Le tensioni nel Mediterraneo ripropongono la questione della reale efficacia dei “grandi insiemi“
I mille “mediterranei” di Fernand Braudel e quel Mare nostrum di una volta, perturbato oggi da guerre e migrazioni selvagge, ritornano a minacciare la serenità di un’Europa incapace. Dopo le guerre siriane, le gesta di Daech e le continue rotte dei disperati – argomenti ormai sviscerati dai media – una nuova minaccia di crisi agita le rive sud-orientali del bacino.
Sempre alla ricerca di nuove provocazioni e soprattutto del gas nelle acque territoriali greche, la Turchia di Erdogan continua a minacciare il precario equilibrio della regione, questa volta inviando la Oruc Reis, un battello specializzato nella prospezione dei fondali, nel bel mezzo delle acque elleniche e nell’ignavia preoccupante delle autorità europee.
Il silenzio dell’Europa è stato interrotto dal presidente francese Macron che, andando a monte della contestazione europea, aveva minacciato di inviare navi ed aerei da combattimento e la possibilità di ricorrere anche a sanzioni economiche per dissuadere i turchi dalle loro manovre di prospezione marina. Così, dopo un mese di ricognizioni e di tensioni, l’Oruc Reis è ritornata nel Bosforo, forse in segno di distensione o per la notizia, trapelata nei giorni scorsi, del rafforzamento dell’aviazione greca con l’acquisto di 18 nuovi caccia Intercettatori francesi, “rafal”.
Le autorità turche avevano comunicato che il ritorno della Oruc Reis rientrava solo nei normali piani operativi e non significava certamente che la Turchia avrebbe abbandonato la tutela dei suoi diritti nel mediterraneo orientale. Anche se Grecia e Turchia hanno riaffermato la necessità del dialogo per risolvere la questione, la guerra delle parole sembra continuare ed aumentare d’intensità.
I turchi hanno attaccato la Grecia e soprattutto la Francia, accusata di aver preso la leadership della contestazione greca e cipriota nella regione; una querelle che ha preso avvio dalle dichiarazioni di Macron in Corsica che, nel corso della conferenza Med 7, aveva affermato che il popolo turco sarebbe stato meglio senza più Erdogan come presidente.
Erdogan, al contrattacco, aveva intimato al Presidente francese di smetterla con gli attacchi personali, ricordandogli che la storia dell’Africa era impregnata dagli interessi della Francia e che i francesi, responsabili dell’assassinio di migliaia di persone in Algeria, non erano certo i più adatti a dare lezioni di umanità.

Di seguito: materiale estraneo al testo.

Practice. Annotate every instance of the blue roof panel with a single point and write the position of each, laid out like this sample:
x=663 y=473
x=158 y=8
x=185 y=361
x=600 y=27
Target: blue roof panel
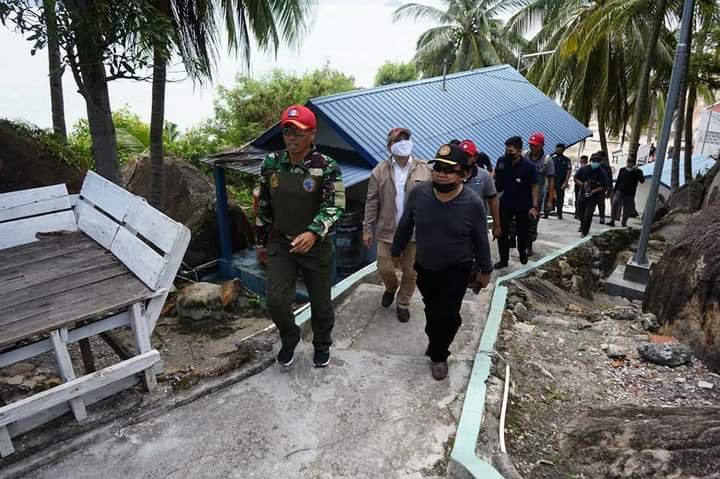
x=487 y=105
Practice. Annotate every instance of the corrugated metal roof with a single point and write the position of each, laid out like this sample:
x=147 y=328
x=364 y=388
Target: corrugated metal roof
x=701 y=164
x=487 y=105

In tutta la vicenda ritorna prepotente la questione dell’utilità dei grandi organismi europei e mondiali e, alla luce degli avvenimenti più recenti, anche l’opportunità di mantenere in vita organismi che si dimostrano sempre più inefficienti.
Grecia e Turchia, ad esempio sono membri della Nato già dal 1952. Unite sotto l’egida della NATO contro la minaccia di un nemico scomparso dopo la dissoluzione del patto di Varsavia, attualmente sono ancora in uno stato di conflitto latente per la questione dell’isola di Cipro, paese membro dell’Unione europea, eppure diviso in due dall’occupazione militare turca, in contraddizione con gli stessi trattati costitutivi europei che prevedono azioni di difesa comune quando un Paese membro viene attaccato da forze esterne.
Si vis pacem, para bellum, l’esempio congiunto della effettiva valenza di due “grandi insiemi”: NATO e UE, due organismi creati per difendere i Paesi membri l’uno e, creare avvenire, progresso e sviluppo l’altro, oggi costituisce la prova manifesta della vuota retorica e dell’inefficenza ormai raggiunta dai tanto celebrati “grandi insiemi“.